Atomkraftgegner aus Stadt und Landkreis nehmen an der Großdemo am Sonnabend vor dem Brandenburger Tor teil.

Lüneburg. Der Gorleben-Treck rollt seit dem vorigen Wochenende von Niedersachsen nach Berlin, vorbei an den Atommülllagern Schacht Konrad, Asse und Morsleben. Mittendrin in dem rund drei Kilometer langen Konvoi mit knapp 200 Fahrzeugen sind auch zahlreiche Atomkraftgegner aus Stadt und Landkreis Lüneburg. Einer von ihnen ist der Student Jan Becker aus Lüneburg.

Er gehört der Gruppe "ContrAtom" an, die den Streckenabschnitt von Lüneburg nach Braunschweig organisiert hatte. Der 27-Jährige fährt mit 15 Mitstreitern von ContrAtom im Treck mit, stilecht mit fünf Traktoren und einem VW Bus.

Obwohl Becker kein Bauer ist, besitzt er doch einen alten Trecker, einen Deutz, Baujahr 1964. Der Oldtimer ist die Zugmaschine eines Bauwagens, in dem der Student der Umweltwissenschaften lebt. Sein betagter Deutz muss sich jedoch nicht quälen und die lange Strecke des Trecks aus eigener Kraft bewältigen. Das Fahrzeug fährt Huckepack auf einem Anhänger mit, der von einem jüngeren und schnelleren Traktor gezogen wird.

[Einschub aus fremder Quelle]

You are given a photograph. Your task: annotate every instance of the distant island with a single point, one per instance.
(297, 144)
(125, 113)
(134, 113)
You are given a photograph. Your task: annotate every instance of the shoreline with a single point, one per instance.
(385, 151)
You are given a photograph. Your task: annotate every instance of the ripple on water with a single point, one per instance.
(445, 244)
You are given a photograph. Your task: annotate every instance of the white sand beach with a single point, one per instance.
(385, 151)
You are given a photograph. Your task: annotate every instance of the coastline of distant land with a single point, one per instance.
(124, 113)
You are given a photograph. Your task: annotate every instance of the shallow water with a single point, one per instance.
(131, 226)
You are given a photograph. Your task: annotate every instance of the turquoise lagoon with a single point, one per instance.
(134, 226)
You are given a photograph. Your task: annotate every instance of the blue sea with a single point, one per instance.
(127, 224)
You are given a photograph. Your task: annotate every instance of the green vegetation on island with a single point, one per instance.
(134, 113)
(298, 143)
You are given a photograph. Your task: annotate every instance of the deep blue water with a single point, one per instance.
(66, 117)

Am Steuer sitzt Jan Becker und zuckelt gemütlich mit Tempo 25 km/h durch die Landschaft. "Ich fahre mit für eine strahlenfreie Zukunft", sagt er. Die Kernenergie hält er für eine Technologie, die bei menschlichem Versagen unglaubliche Auswirkungen haben könne, und nicht beherrschbar sei. "Radioaktive Strahlung kann riesige Flächen verseuchen und unbewohnbar machen. Außerdem gibt es für den Atommüll keine Lösung, ihn zu entsorgen."

Den Salzstock in Gorleben hält er für nicht endlagertauglich. Bei der Großdemonstration am Brandenburger Tor in Berlin am Sonnabend, die das Ziel des Trecks ist, solle genau das kundgetan werden. "Der Atomausstieg muss beibehalten werden, erst recht vor dem Hintergrund der jüngsten Störfälle in Krümmel und der neuen Diskussionen um Gorleben", sagt Becker. Der Treck habe mit jedem Kilometer mehr eine ganz eigene Dynamik entwickelt, berichtet der Student. "Die Atmosphäre ist eine Mischung aus Festival, Campingurlaub und politischer Aktion."

Die grüne Landtagsabgeordnete Miriam Staudte aus Scharnebeck fährt in einem VW Bus mit. Sie erzählt: "Viele Campingwagen und Wohnmobile sind dabei, in denen die Teilnehmer übernachten. Viele zelten auch und Landwirte schlagen nachts große Planen neben ihren Traktoren auf, errichten so Zeltburgen. Einige der Bauern schlafen auf ihren Anhängern."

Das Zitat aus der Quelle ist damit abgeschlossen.